Curran’s correspondence with State Farm offered conditions. For instance, she would only submit to the examination if it were the only examination State Farm would request. Labarga noted Curran later offered to submit to a medical examination on the day she filed her lawsuit, which was just seven days after the scheduled examination.
She was eventually seen by a doctor chosen by State Farm, but the company didn’t call that doctor as a witness at trial. Labarga said State Farm elected to defer the examination until after the trial court determined whether Curran had forfeited coverage under the policy.
“The record is devoid of evidence that would suggest that Curran’s refusal to submit to a CME prior to suit prejudiced State Farm,” Labarga said.
Polston’s 14-page dissent was essentially a defense of the contract, calling the “condition precedent” unambiguous.

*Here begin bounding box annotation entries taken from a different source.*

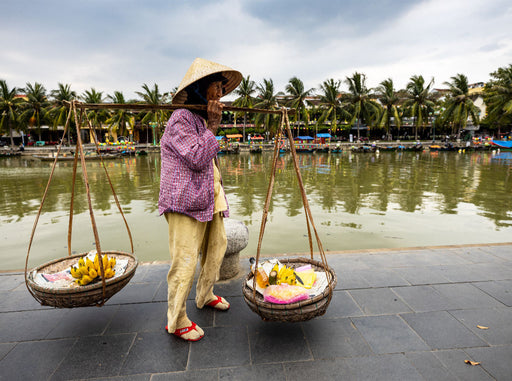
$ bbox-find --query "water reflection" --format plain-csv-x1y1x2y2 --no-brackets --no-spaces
0,152,512,268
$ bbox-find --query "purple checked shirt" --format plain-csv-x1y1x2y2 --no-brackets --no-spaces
158,109,229,222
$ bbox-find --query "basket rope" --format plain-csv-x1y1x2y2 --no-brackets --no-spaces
25,101,133,307
251,107,333,313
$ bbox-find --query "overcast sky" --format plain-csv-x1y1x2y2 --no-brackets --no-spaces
0,0,512,99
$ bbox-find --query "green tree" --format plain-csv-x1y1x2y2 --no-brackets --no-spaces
233,75,256,142
343,72,380,139
135,83,169,141
20,82,50,140
376,78,400,140
404,75,435,140
484,64,512,135
47,83,77,135
80,87,108,142
441,74,479,138
254,79,279,139
0,79,23,149
285,77,314,134
317,78,344,132
106,91,135,142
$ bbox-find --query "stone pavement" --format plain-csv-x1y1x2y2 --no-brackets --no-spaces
0,244,512,381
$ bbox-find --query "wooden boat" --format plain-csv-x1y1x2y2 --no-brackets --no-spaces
32,154,123,161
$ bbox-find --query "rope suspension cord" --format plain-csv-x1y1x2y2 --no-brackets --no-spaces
252,108,333,310
65,101,295,115
25,101,133,307
25,102,76,303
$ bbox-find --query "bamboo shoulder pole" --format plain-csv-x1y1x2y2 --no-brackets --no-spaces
66,102,295,115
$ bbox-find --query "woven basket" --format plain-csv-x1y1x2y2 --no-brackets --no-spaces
242,258,336,322
27,251,138,308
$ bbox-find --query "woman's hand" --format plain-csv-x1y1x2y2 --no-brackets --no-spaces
207,100,224,135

“The linchpin of the majority’s decision is its determination that a CME provision is a condition subsequent—akin to a cooperation clause—and not a condition precedent,” Polston said. “The error originates from the majority’s definition of a condition precedent as a condition that must be performed before a contract becomes effective.”
By this definition, Polston said the majority implies every other type of condition is one where the insurance company must plead and prove to avoid liability.
Labarga said medical examinations in a PIP context are not scheduled before a policy is written or an injury occurs. They are scheduled after a policy is issued, after the injuries are suffered and after the insured is notified.
“We conclude that a CME provision in the (uninsured motorist) context is a post-loss obligation of the insured and is not a condition precedent to coverage,” Labaraga said.
In dissent, Polston also claimed the majority erred by extending its holding to all uninsured motorist policies “regardless of what those policies might actually say.”
Bard D. Rockenbach of Burlington & Rockenbach in West Palm Beach wrote a friend-of-the-court brief for the Florida Justice Association, a group of plaintiffs attorneys.
“We were concerned about how insurers have been using small violations of the contract as a basis to void coverage,” Rockenbach said. “We are happy with the decision because it balances the insurer’s right to information with the insureds’ right to use the insurance they purchased. It would be unfair to void the policy just because the insured failed to comply with a post-loss requirement.”
Gary Farmer Sr. of Farmer Jaffe Weissing Edwards Fistos & Lehrman in Fort Lauderdale represented Curran.
Elizabeth Koebel Russo of the Russo Appellate Firm in Miami represented State Farm.
Neither was available for comment by deadline.